Earlier this week, HUD and the U.S. Census Bureau again reported strong numbers for multifamily construction.
Starts for buildings with five or more units jumped 11.6% month over month in July and rose 27.4% year over year to a seasonally adjusted rate of 470,000. Multifamily developers finished an annualized 383,000 apartments in buildings with five or more units, a 28.8% YOY drop and a 2.8% month-over-month decline.
Overall housing starts came in at a seasonally adjusted annual rate of 1.4 million in July — a 12.9% increase YOY and a 5.2% increase compared to the revised June estimate.
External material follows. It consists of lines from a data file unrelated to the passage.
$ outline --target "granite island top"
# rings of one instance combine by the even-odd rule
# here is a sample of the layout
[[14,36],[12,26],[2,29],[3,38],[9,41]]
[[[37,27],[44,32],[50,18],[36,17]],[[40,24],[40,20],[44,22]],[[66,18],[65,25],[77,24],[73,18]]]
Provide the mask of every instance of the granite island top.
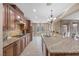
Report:
[[73,40],[71,38],[63,38],[62,36],[45,37],[42,36],[47,50],[50,53],[78,53],[79,52],[79,40]]

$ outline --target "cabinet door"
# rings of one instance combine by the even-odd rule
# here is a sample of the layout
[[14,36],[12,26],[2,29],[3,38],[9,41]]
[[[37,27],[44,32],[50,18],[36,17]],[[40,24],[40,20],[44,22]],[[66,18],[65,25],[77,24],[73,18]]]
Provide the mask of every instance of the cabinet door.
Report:
[[21,53],[21,44],[20,44],[20,40],[15,42],[15,55],[20,55]]
[[4,56],[13,56],[14,55],[14,44],[10,44],[3,49]]

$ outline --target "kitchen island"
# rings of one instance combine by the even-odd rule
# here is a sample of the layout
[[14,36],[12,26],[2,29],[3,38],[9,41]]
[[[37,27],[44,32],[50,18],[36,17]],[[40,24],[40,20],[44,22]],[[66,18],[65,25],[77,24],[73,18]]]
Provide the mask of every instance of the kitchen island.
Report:
[[60,35],[42,36],[42,51],[47,56],[79,55],[79,40]]

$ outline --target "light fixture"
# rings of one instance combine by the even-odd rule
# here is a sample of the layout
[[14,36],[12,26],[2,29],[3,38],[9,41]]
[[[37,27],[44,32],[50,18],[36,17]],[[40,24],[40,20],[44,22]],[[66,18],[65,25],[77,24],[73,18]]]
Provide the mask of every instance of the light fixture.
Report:
[[56,20],[56,18],[53,19],[53,21],[55,21],[55,20]]
[[38,17],[37,16],[35,16],[35,19],[37,19]]
[[36,12],[36,9],[33,9],[33,12]]
[[20,16],[17,16],[18,19],[20,19]]
[[49,17],[49,21],[52,23],[53,22],[53,10],[51,9],[51,15],[50,15],[50,17]]

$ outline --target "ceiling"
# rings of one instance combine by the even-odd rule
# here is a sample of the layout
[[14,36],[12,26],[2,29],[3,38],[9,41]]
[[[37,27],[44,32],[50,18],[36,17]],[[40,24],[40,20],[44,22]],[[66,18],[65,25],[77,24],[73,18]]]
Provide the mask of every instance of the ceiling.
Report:
[[64,17],[63,20],[79,20],[79,11],[77,11],[67,17]]
[[24,12],[26,18],[35,23],[46,23],[53,10],[53,18],[59,16],[73,3],[16,3],[16,5]]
Single-family home starts clocked in at a rate of 939,000 homes, a 7.8% YOY increase and a 2.8% month-over-month increase.
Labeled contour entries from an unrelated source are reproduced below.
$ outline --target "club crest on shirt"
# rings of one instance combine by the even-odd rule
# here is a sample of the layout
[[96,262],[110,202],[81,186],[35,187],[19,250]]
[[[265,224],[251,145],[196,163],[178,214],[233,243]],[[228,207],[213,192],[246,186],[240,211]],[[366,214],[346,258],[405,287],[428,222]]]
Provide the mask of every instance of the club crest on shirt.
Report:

On the surface, the multifamily performance, which had the second-highest number of starts for any July in the past four decades, is much stronger than was expected at the beginning of the year.
“This follows the Census reporting that June 2025 multifamily starts were the fifth-highest for any June since 1990,” rental housing economist Jay Parsons wrote on LinkedIn.
But Parsons and other observers are skeptical. “The numbers don't make a lot of sense,” Jay Lybik, senior director of market research at Milwaukee-based apartment owner and manager Continental Properties, told Multifamily Dive.
Not matching the environment
Chris Nebenzahl, vice president of rental research at Irvine, California-based John Burns Research & Consulting, said his team has been monitoring the Census numbers over the past five months and has noticed an issue.
“The Census data doesn’t represent what we are seeing from our clients, third-party data providers that we subscribe to, or what our surveys are saying,” he said.
Nebenzahl said most of these sources indicate that multifamily starts are down 8% to 10% year over year. “Given the capital markets and uncertainty in the economy, I don’t believe there’s been an increase YOY in multifamily starts,” he said.
Ryan Davis, CEO of Dallas-based consulting firm Witten Advisors, told Multifamily Dive the 42,000 total multifamily starts in July were “laughable.”
“Equity for new development went on a pause after [President Donald Trump's tariffs were first enacted on] April 2, 2025, and given that the industry is influenced by these numbers, I suspect that pause will now continue into next year,” Davis said. “Add to that tariff-driven/uncertainty pause is the fact that very few deals can pencil.”
Parsons said that the current new construction numbers surpassed starts in the “era of record demand and cheap debt” in 2021 and 2022, and didn’t align with the macroeconomic environment, including the ongoing high interest rates.
“In fairness, I know the Census is resource-constrained, so I'm not poking at the team there at all,” Parsons said. “But something has got to change because our policymakers who rely on Census data are being fed critical misinformation.”
The gold standard
But not everyone agrees that there are issues with the Census numbers.
While National Association of Home Builders Chief Economist Robert Dietz said he was surprised by the housing starts numbers this year, they are consistent with what the association’s members told him in January.
“We also heard claims in 2021 and 2022 that the Census data was not consistent with what some were seeing [because they were expecting a big drop before what we saw in 2024],” Dietz said. “This was due to the fact that there were outsized gains in smaller markets not measured in detail by other data providers.”
Dietz thinks the same trend is occurring this time. He points to trailing data over the last four quarters that shows permits down in large core counties, flat in small metros and up in exurbs. Overall, apartment developers pulled permits for a seasonally adjusted rate of 430,000 apartments in buildings with five units or more in July, a 1.8% YOY decrease and a 9.9% decline compared to June.
“I wonder if when growth for multifamily is in lower-density, smaller areas, the Census numbers tend to run counter to other numbers,” Dietz said.
Many private sources are now tracking construction data, but Dietz still relies on the government’s numbers.
“Census Bureau data is the gold standard,” Dietz said. “I would need to see a lot of evidence to be convinced otherwise.”